Entre les deux (c'est à dire, à mi-temps sur Jaffna et à mi-temps sur Point Pedro) il y a Paul, le log RT. Le seul français de la bande. Il est constamment en contact avec les autorités (sanitaires ou militaires), pêche le maximum d'informations un peu partout pour savoir comment le conflit évolue, se charge de la compta et de l'administration des deux projets et supervise des travaux de réhabilitation dans l'hôpital de PPD (Point Pedro).
Depuis un mois, la situation est calme sur la péninsule. Pourtant, il ne se passe pas de jour sans qu'on entende au loin le bruit des "shellings" (les bombardements). En soi, ça n'a rien d'effrayant : c'est exactement le même bruit qu'un coup de tonnerre. Un bruit sourd dans le lointain. Mais ça se passe à cinq ou dix kilomètres à vol d'oiseau de la maison. Et à l'hôpital on voit les résultats... Hier soir, par deux fois, on a entendu le "multi barrels" (aussi appelé orgues de Staline), une machine qui tire une douzaine d'obus dans la foulée. Deux heures plus tard, l'armée venait déposer dix-sept corps LTTE dans la morgue de l'hôpital. Or il n'y a pas de frigo dans cette morgue et les corps ne sont même pas dans des sacs... Toute la matinée, Paul a fait des pieds et des mains pour essayer de régler le problème. A priori, les corps seront emmenés demain.
Avant, le CICR s'en chargeait. Il ramenait les corps LTTE aux combattants LTTE qui, en échange, leur donnaient des corps SLA. Mais la dernière fois, ils se sont fait bombarder. Inutile de dire que maintenant, ils sont plus que réticents ! Du coup, ces corps vont certainement être brûlés ou jetés dans un trou quelque part.

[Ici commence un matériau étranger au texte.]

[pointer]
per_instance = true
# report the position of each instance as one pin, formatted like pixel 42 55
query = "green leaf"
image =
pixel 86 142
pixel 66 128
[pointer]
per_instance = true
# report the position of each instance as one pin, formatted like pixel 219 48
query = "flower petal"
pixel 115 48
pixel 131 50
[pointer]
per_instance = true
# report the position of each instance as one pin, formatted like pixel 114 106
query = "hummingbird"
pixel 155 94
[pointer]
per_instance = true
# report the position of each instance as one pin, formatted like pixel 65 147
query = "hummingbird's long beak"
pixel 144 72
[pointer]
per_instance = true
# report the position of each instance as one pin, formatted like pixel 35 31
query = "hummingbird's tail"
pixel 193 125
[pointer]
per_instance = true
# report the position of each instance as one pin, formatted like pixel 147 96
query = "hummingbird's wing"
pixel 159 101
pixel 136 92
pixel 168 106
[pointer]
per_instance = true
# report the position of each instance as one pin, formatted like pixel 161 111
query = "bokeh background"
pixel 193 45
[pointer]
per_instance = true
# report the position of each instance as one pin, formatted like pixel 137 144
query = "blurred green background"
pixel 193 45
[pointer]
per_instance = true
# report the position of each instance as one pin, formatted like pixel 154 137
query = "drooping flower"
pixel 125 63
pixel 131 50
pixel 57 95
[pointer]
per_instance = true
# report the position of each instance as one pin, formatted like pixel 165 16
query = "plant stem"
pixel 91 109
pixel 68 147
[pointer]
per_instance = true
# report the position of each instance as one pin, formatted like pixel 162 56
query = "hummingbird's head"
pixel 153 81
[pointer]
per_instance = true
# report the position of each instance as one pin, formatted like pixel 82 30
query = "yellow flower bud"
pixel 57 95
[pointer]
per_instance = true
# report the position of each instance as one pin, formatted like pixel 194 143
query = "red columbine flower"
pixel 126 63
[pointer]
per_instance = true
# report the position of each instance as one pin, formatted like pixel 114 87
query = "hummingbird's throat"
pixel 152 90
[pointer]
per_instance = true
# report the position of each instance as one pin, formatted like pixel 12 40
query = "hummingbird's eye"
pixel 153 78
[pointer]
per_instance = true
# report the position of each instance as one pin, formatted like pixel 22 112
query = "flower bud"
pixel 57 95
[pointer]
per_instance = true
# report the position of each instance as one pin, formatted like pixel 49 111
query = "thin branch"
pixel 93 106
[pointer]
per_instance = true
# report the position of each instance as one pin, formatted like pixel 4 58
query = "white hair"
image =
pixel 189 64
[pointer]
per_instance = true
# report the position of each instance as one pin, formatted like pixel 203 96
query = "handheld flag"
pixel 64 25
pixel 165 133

À Jaffna aussi, on entend le bruit des canons. On s'y trouve d'ailleurs encore plus près de la ligne de front qu'à PPD. À tel point qu'il y a quelques mois, les expats ont dû évacuer la maison pour se réfugier à Manipay, un village un peu plus au nord. Aujourd'hui, ils sont revenus à Jaffna. Mais on continue à louer la maison de Manipay, au cas où.
Jaffna a certainement été une très belle ville dans le passé. Mais aujourd'hui, toute une partie de la ville est complètement détruite. Son centre vital et culturel : l'ancienne poste, les cinémas, l'immense bibliothèque qui renfermait les trésors de la littérature tamoule... ne sont plus que des ruines envahies par la végétation sur le front de mer. L'hôpital, lui, existe toujours. La moitié, peut-être, de ses 1200 lits est occupée. Certains bâtiments sont dans un état déplorable. Les chambres de la maternité, par exemple, sont des pièces sombres et humides, aux murs couverts de moisissure.